China revives moon rover, fault persists
China has restored communications with its space program's troubled "Jade Rabbit" moon rover, but engineers are still working to fix its mechanical problems, state media have reported.
The official Xinhua News Agency cited Pei Zhaoyu, the lunar probe program's spokesman, as saying the rover had survived the frigid cold of the lunar night that started January 25.
The "Jade Rabbit" rover was designed to roam the lunar surface for three months while surveying for natural resources and sending back data. But it ran into problems as it was shutting down in preparation for the lunar night, which lasts two weeks.
The problems were a rare setback for China's burgeoning space program, which in recent years has conducted space walks and placed a space station in orbit.
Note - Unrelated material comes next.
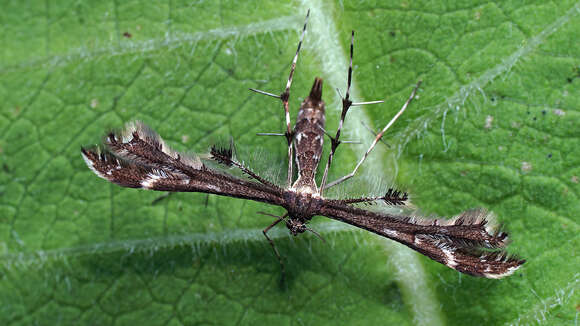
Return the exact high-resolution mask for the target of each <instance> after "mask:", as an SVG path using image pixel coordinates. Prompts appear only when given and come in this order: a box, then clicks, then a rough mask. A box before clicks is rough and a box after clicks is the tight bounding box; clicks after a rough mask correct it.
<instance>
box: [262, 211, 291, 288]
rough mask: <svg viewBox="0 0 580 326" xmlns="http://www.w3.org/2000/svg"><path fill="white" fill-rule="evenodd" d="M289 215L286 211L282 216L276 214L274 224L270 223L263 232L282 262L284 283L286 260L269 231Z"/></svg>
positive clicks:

Pei said the rover had "come back to life" despite space experts' earlier concerns that it might not survive the extremely low temperatures of the lunar night, when the temperature drops to minus 180 degrees Celsius.
"The rover stands a chance of being saved now that it is still alive," Pei was quoted as saying. He said it was still unclear what caused the problem.
The mission has been a popular success for China's military-backed space program. Updates on the moon rover's progress have been posted on an unofficial Chinese microblog account written with the Jade Rabbit's voice, attracting tens of thousands of comments by Chinese Internet users.